Rep. Maxine Waters is pulling a bipartisan Export-Import Bank bill that sparked a fierce backlash from her own caucus, in the first big blow to her chairmanship of the House Financial Services Committee.
Just before the panel was scheduled to take up the bill Wednesday, the California Democrat informed her members that she would not move ahead with a vote this week on legislation she negotiated with Rep.
Patrick McHenry (R-N.C.) to reauthorize and revamp the bank, which provides loan guarantees to foreign buyers of U.S. goods.Waters then announced that there was a consensus among Democrats to reauthorize the agency and that she still wanted to reach a bipartisan deal.
"I am not giving up," she said. "And of course I am asking Mr. McHenry not to give up."
Waters relented after the original compromise she drafted with McHenry ignited criticism from a wide swath of the Democrats on the committee, centrists and progressives alike, from the most senior members to newly elected freshmen.
They objected to new restrictions that would be imposed on the bank and big manufacturers such as Boeing, as well as the lack of tougher environmental safeguards for energy projects financed abroad.
Uniting the disgruntled members was frustration that Waters negotiated the bill and expected them to fall in line behind it without more of their input.

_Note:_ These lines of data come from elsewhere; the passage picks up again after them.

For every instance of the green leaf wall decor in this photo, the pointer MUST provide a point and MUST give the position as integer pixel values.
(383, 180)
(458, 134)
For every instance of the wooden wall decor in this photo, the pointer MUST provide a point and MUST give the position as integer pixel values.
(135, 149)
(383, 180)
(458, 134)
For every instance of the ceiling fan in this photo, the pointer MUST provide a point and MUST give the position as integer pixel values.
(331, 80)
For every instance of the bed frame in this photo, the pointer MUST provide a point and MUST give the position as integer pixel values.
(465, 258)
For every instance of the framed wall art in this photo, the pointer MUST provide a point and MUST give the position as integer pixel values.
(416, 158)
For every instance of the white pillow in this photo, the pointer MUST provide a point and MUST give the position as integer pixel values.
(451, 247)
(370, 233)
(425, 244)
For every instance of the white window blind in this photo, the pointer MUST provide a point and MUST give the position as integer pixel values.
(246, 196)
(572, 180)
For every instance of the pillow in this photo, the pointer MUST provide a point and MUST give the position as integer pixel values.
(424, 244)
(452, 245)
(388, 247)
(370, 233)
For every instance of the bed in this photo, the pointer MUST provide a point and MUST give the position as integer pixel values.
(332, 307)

By Wednesday morning, labor and environmental advocates were fighting the bill as well, while business groups largely stayed quiet.
Before Waters changed course, some Democrats expected around half their caucus on the committee to oppose the bill when it came up for a vote.
The move now raises questions about the fate of the beleaguered bank, which without action by Congress, its operating charter will lapse in September.